Add Support for a New Browser Version

1. Add protocol definition files for the new Chromium version in a new subdirectory. (common/devtools/chromium/vXXX/browser_protocol.pdl)
2. Create BUILD.bazel to build the protocol rules for the new version. (common/devtools/chromium/vXXX/BUILD.bazel)
3. Update the browser versions list referenced in build configurations. (common/browsers.bzl)
4. Add CI pipeline step to test the new browser version. (.github/workflows/ci.yml)

Add a New Language Binding

1. Create a new top-level directory with language-specific BUILD.bazel and source files. (py/BUILD.bazel)
2. Define language-specific build macros and rules following existing patterns. (common/defs.bzl)
3. Create a dedicated CI workflow file for the new language. (.github/workflows/ci-newlang.yml)
4. Add the language binding to the main CI pipeline. (.github/workflows/ci.yml)
5. Document setup and contribution guidelines. (CONTRIBUTING.md)
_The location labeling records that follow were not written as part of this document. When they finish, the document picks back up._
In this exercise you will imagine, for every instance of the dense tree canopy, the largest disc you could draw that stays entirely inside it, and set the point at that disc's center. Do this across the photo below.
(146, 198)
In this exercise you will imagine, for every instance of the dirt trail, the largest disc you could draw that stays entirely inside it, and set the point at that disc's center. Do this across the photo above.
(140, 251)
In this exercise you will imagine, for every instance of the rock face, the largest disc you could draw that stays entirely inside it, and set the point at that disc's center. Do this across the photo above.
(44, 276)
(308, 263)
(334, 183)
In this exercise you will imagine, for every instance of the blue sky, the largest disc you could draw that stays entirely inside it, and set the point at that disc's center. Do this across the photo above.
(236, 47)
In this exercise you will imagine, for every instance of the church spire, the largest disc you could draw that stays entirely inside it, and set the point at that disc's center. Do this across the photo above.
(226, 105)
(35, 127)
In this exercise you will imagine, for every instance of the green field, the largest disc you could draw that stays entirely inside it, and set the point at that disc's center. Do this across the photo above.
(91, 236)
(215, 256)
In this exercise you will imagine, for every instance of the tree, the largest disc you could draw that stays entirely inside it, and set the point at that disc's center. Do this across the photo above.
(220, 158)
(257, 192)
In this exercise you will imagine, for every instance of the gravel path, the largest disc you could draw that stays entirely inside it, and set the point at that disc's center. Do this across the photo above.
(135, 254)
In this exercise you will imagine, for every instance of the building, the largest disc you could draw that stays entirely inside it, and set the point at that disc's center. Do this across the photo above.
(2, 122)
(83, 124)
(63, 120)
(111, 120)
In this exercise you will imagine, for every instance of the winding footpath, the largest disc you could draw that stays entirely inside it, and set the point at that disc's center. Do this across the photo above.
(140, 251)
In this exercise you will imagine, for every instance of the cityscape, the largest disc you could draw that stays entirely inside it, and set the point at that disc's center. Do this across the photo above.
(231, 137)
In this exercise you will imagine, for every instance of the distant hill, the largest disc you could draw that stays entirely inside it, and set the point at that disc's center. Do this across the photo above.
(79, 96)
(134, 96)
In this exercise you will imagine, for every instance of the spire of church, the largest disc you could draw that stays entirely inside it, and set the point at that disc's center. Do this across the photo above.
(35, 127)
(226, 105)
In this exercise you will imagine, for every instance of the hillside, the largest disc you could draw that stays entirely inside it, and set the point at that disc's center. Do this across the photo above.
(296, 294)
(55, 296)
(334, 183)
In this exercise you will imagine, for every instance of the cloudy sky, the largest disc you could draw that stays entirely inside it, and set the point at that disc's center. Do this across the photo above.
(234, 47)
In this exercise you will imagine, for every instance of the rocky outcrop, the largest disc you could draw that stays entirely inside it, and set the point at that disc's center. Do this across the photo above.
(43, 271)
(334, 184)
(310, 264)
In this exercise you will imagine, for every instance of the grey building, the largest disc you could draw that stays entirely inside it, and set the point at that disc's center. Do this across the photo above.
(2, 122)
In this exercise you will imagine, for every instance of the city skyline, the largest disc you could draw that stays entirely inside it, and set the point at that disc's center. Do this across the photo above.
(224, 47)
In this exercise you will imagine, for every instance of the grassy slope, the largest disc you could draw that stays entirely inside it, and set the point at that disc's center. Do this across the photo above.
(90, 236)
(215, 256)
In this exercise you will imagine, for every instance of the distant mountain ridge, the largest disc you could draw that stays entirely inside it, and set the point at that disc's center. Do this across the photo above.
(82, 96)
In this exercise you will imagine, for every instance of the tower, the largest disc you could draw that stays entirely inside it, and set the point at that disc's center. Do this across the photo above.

Update WebDriver Protocol Definitions

1. Modify the Chrome DevTools Protocol schema to reflect new browser capabilities. (common/devtools/browser_protocol.json)
2. Update protocol definition files for affected Chromium versions. (common/devtools/chromium/vXXX/browser_protocol.pdl)
3. Regenerate language-specific protocol bindings using build rules. (common/devtools/BUILD.bazel)
4. Add tests validating the protocol changes across all language bindings. (.github/workflows/ci.yml)

• Bazel — Polyglot build system enabling consistent compilation of Java, Python, Ruby, .NET, and Rust bindings with hermetic environments.
• Chrome DevTools Protocol (CDP) — Standardized protocol for deep browser automation, enabling advanced features beyond W3C WebDriver specification.
• GitHub Actions — Native CI/CD integration for running matrix builds across multiple language bindings and OS platforms.
• W3C WebDriver Specification — Platform and language-neutral API standard ensuring compatibility across all major browsers.

• Polyglot architecture supporting Java, Python, Ruby, .NET, and Rust

  • Why: Maximizes developer accessibility across ecosystems and use cases.
  • Consequence: Increased complexity in build infrastructure, testing matrix, and release coordination.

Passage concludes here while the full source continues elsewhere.